A plasma exchange (plasmapheresis) involves removing and separating plasma (the liquid part of blood) from the blood cells.
A medical professional will then mix the blood cells with a protein solution and return the liquid to the body.
A doctor may suggest a plasma exchange when symptoms are new, get worse, or do not improve after treatment with corticosteroids.
It may be useful for some types of MS.
Before someone has an MRI scan, they should eat and take their usual medications as normal, unless their doctor says otherwise.
Once inside the exam room, the individual may need to put on a hospital gown. They will need to remove any items that might affect the magnetic imaging, such as:
- hearing aids
- bras with underwiring
Before the scan, a healthcare professional may inject a chemical substance called gadolinium through an intravenous line into a vein in a person's hand or arm.
Also called an MRI contrast media or dye, gadolinium improves the quality of the images and improves the diagnostic accuracy of the MRI.
An MRI machine is a long, narrow tube. The individual will lie down on a table that slides into the tube. A technician will monitor the examination process from a separate room.
During the scan, the internal part of the magnet produces loud, repetitive noises, such as tapping and thumping. The technician may provide earplugs or music to help with blocking out the noise.
There is currently no cure for MS. However, people who have the condition will have a similar life expectancy to people who do not. Life expectancy for people with MS has increased.

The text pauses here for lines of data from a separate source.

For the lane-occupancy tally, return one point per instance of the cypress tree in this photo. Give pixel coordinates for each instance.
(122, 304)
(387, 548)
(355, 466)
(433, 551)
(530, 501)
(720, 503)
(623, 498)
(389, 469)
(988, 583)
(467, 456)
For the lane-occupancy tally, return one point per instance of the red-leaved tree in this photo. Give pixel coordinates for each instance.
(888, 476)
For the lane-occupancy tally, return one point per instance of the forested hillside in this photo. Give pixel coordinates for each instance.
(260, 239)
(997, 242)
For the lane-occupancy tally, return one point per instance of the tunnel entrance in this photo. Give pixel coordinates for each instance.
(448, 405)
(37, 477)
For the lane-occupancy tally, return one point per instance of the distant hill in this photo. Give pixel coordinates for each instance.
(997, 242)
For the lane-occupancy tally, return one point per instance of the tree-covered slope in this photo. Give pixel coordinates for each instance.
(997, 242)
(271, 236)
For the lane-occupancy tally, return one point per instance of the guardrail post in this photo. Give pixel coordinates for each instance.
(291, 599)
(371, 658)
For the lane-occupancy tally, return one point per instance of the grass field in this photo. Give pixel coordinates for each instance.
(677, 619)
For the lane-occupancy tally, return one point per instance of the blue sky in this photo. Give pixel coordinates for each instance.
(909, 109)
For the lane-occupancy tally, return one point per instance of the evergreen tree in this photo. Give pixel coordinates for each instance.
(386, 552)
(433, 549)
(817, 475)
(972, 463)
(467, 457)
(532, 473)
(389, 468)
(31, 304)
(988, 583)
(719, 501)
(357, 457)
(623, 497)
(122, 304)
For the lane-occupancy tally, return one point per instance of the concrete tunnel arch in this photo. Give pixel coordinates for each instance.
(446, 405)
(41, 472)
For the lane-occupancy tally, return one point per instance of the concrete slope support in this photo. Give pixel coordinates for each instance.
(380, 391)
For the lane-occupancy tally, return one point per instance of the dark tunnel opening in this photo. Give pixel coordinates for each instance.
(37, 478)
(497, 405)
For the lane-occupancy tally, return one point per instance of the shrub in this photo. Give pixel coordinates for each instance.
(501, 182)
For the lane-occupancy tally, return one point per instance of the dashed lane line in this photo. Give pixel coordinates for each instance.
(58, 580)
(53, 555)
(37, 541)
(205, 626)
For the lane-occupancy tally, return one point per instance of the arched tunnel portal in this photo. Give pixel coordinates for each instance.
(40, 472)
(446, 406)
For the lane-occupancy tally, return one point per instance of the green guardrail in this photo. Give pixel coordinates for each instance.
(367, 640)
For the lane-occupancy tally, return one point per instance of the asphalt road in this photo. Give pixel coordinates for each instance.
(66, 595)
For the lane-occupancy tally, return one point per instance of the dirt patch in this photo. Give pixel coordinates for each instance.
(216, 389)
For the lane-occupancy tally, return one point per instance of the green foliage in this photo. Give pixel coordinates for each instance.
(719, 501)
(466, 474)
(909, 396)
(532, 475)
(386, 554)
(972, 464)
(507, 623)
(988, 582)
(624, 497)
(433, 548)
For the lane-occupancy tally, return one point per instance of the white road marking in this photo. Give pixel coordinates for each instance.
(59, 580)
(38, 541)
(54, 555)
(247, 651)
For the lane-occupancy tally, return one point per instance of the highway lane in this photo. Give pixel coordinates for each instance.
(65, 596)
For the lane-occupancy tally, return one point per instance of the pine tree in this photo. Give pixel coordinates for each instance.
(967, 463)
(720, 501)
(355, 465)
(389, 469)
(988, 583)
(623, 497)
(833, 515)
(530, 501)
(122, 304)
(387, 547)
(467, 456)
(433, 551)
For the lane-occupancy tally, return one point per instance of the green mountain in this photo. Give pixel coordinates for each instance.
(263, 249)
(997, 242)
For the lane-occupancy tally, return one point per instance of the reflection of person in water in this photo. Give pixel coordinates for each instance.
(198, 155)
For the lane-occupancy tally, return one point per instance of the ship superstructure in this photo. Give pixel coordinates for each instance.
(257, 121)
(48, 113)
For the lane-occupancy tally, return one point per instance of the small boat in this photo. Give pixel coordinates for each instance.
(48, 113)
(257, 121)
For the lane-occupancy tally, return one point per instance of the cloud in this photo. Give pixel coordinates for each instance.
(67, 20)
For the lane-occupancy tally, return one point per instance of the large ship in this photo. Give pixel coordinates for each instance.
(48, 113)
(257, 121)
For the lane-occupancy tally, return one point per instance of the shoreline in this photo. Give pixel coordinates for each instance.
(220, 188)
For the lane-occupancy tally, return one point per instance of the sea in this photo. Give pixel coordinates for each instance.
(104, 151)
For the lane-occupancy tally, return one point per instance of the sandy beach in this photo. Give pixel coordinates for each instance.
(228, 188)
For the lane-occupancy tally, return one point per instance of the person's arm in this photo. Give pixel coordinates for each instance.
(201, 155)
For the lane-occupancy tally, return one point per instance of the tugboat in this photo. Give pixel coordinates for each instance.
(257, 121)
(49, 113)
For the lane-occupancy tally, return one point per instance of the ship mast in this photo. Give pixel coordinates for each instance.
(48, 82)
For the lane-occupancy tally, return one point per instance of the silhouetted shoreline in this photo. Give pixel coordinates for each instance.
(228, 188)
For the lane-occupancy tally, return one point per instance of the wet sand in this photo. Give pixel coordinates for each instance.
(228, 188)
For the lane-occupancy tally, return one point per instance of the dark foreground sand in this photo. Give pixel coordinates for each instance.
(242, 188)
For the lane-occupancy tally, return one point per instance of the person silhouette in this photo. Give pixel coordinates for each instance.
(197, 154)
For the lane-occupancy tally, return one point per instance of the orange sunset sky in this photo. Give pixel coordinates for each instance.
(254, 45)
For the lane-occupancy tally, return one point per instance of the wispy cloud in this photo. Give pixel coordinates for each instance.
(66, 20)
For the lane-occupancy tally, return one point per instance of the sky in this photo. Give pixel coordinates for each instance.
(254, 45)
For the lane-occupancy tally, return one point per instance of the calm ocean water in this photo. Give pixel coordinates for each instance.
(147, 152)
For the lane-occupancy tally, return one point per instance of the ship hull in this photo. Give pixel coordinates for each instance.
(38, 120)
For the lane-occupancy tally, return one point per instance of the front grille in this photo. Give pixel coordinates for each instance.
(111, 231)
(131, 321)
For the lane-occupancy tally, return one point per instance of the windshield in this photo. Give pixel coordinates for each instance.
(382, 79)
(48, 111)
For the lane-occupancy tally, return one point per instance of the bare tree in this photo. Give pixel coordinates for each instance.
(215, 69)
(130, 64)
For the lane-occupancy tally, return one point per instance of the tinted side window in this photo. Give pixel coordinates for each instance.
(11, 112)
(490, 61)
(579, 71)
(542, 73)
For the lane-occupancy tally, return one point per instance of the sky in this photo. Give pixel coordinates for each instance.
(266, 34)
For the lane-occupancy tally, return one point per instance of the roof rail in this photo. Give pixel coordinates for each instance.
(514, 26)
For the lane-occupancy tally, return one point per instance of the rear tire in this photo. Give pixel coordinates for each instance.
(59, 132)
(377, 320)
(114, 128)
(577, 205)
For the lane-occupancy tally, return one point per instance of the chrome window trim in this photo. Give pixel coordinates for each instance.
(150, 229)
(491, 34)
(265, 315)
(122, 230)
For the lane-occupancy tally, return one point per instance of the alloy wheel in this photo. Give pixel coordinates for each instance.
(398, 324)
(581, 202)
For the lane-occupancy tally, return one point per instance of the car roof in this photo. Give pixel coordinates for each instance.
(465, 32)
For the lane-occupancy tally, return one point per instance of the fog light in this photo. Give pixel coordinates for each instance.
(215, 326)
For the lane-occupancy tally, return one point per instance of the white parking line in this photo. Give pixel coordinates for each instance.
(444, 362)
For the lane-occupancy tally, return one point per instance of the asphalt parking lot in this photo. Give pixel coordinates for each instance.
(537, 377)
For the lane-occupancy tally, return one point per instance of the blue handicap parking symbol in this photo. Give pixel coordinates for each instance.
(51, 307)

This may be a result of better treatment, more accurate diagnostic tools, or lifestyle changes.
In many instances, MS significantly impacts a person's quality of life. MS treatment programs will focus on managing symptoms and speeding up recovery from relapses to make a person's life as comfortable as possible.
The severity and symptoms of MS vary from person to person. MS is very unpredictable, which means that people with MS do not always know when they will have a relapse or experience symptoms.
MS brain lesions, as captured by an MRI scan, can help a doctor determine the current status of the condition and how it might progress.
People with MS can manage their symptoms by supplementing their current treatments with stretching, light aerobic exercise, and dietary changes.